Major rail strike possible

The biggest dispute on the railways for more than a decade looks more likely as the industry's biggest union called a strike by signallers and maintenance staff and decided to ballot thousands of Network Rail workers for industrial action.

Hundreds of workers in Scotland, Cumbria and Lancashire will walk out for 24 hours on July 6 in separate disputes over pay, causing chaos for passengers in parts of the country.

The Rail Maritime and Transport union also decided to hold a strike ballot among its 15,000 NR members over the "scandalous" treatment of workers.

The disputes involve 119 RMT members based in the area of the Grayrigg rail accident in Cumbria who have had their £400 Network Rail bonus withheld, and more than 400 Scottish signallers whose bonus has been docked after they went on strike earlier this year.

The Scottish workers voted by 186 to 116 to strike, a majority of 62%, while maintenance workers in Lancashire and Cumbria backed action by 184 to 37, a majority of 83%.

RMT general secretary Bob Crow told his union's annual conference in Edinburgh that Network Rail had acted "appallingly" and warned that workers' pay would come under increasing pressure every time there was an incident unless the union acted now.

"We have been trying to get management to reconsider their position but the bosses have said they will not talk to us. Our members have been treated appallingly by Network Rail. What has happened in Scotland means that any group of workers going on strike could lose their bonus.

"Our members have made it clear that they will not stand by and accept the blatant unfairness in the application of bonuses."

Mr Crow raised the prospect of rail strikes on the same day as industrial action by postal workers, who will walk out on Friday in a another row over pay.

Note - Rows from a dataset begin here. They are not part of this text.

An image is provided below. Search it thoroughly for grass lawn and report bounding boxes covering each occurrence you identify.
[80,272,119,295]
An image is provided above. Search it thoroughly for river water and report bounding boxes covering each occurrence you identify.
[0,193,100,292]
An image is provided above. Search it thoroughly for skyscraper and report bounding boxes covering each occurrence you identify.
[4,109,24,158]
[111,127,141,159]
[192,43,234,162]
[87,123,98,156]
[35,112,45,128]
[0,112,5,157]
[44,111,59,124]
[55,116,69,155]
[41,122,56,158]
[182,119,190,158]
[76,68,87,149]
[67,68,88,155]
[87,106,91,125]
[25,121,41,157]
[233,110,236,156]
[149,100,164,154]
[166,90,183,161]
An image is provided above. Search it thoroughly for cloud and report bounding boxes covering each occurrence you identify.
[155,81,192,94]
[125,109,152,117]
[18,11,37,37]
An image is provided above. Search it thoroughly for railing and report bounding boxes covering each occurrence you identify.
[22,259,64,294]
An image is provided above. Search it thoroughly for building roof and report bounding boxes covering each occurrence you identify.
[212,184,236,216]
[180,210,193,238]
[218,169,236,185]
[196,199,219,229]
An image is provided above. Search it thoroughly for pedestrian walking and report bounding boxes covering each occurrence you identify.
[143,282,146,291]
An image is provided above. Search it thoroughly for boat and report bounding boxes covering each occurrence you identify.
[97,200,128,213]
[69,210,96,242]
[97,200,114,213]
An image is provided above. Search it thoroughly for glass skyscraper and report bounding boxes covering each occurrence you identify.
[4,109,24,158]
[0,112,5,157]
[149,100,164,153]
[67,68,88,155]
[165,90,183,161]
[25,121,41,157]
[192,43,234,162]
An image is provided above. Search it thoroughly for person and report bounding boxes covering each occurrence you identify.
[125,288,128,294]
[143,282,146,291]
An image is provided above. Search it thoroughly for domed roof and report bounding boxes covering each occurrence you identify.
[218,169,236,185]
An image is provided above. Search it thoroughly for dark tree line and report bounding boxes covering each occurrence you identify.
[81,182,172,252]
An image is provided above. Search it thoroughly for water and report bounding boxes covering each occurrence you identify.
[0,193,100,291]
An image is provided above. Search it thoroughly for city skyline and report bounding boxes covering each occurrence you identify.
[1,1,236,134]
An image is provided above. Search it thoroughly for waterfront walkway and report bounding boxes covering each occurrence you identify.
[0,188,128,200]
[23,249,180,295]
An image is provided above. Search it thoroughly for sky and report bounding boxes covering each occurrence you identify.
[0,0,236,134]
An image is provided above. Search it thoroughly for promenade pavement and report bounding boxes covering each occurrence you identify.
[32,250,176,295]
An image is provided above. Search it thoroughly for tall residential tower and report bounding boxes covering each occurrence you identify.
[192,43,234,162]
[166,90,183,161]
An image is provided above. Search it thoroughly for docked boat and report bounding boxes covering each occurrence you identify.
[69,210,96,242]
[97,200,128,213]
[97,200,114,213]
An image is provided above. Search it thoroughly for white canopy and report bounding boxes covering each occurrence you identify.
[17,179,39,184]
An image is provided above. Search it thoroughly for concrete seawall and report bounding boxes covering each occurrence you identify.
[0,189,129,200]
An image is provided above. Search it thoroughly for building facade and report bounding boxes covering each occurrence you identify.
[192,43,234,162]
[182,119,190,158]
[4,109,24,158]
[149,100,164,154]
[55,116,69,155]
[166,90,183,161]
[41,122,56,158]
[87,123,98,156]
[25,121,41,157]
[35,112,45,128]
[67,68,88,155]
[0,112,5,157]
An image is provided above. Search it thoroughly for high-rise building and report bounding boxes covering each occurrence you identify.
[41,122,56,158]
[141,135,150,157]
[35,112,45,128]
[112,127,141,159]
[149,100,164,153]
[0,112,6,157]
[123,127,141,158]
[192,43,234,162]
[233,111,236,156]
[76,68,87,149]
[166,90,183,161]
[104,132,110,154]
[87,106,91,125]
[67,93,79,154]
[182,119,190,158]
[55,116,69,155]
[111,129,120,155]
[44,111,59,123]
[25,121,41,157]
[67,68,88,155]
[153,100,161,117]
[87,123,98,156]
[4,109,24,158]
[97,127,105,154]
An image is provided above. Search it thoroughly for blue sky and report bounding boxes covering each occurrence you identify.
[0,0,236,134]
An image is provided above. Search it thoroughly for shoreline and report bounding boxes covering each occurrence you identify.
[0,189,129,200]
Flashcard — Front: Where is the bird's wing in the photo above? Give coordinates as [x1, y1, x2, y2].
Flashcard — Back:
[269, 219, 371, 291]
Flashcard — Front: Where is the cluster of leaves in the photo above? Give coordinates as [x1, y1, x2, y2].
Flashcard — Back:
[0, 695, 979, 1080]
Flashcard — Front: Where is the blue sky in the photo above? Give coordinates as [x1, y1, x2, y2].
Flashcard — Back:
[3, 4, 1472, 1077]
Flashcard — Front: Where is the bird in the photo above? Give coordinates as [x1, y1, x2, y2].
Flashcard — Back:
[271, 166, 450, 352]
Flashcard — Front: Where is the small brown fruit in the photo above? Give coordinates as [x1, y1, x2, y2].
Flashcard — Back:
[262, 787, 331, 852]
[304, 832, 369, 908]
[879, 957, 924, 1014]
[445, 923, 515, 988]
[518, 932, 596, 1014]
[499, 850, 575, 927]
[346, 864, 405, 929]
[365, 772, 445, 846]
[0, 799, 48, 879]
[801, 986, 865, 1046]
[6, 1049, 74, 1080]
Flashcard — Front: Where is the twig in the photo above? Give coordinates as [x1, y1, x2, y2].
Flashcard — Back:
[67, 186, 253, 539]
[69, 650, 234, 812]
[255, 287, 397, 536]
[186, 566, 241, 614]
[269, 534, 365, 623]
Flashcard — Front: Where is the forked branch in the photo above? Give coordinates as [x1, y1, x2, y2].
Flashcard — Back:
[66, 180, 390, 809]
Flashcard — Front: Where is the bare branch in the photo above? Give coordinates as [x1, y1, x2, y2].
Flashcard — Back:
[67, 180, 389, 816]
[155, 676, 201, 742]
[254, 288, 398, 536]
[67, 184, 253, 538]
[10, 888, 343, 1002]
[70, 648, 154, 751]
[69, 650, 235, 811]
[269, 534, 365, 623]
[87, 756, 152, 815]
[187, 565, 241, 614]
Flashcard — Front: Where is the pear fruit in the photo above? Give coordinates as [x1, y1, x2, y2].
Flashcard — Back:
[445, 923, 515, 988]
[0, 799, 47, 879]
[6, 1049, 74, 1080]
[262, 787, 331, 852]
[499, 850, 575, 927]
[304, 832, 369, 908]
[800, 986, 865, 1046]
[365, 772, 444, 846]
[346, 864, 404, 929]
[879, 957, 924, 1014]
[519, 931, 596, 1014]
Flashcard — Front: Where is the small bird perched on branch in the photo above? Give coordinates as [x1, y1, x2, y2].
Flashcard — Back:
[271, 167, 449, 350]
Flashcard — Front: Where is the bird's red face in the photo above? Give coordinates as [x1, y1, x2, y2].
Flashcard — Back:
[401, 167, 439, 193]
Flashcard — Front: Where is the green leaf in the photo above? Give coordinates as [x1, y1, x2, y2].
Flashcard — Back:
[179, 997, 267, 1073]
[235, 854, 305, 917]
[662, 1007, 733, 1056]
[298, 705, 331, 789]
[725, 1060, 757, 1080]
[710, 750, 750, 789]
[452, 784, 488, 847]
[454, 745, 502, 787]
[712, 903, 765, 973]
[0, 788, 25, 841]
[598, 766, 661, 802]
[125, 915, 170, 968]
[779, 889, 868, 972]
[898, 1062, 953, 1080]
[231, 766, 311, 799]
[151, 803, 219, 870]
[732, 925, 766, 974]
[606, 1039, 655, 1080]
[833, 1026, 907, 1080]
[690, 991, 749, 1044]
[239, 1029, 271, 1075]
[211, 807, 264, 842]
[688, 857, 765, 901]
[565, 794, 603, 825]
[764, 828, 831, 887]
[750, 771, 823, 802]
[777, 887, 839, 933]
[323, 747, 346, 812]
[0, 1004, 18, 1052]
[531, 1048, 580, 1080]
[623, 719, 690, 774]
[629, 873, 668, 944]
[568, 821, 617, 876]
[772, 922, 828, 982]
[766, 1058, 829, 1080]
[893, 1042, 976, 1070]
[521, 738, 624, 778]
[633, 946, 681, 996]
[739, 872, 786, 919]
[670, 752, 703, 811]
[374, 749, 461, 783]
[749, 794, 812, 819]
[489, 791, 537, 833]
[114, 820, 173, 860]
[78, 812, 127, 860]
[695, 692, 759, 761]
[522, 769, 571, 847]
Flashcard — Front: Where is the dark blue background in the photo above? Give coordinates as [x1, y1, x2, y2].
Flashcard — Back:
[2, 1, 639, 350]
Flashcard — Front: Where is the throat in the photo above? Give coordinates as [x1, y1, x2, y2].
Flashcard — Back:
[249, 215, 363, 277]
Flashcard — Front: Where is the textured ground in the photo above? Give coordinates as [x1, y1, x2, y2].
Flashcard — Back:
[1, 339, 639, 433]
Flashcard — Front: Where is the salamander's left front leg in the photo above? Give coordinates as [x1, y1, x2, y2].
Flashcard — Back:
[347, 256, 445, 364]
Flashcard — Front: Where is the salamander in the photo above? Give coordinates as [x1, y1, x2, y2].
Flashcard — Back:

The 60 delegates at the conference unanimously agreed to ballot all 15,000 RMT members at NR, with a result expected in the next few weeks.

A strike by Scottish signallers will severely affect passenger services, officials believe. Network Rail chief executive John Armitt said: "On behalf of all rail users, we are angered and extremely disappointed by the RMT's plans for an unnecessary strike. Time and again, this union adopts an outdated and divisive approach to managing employee relations which will, once again, serve to punish and inconvenience passengers and rail users."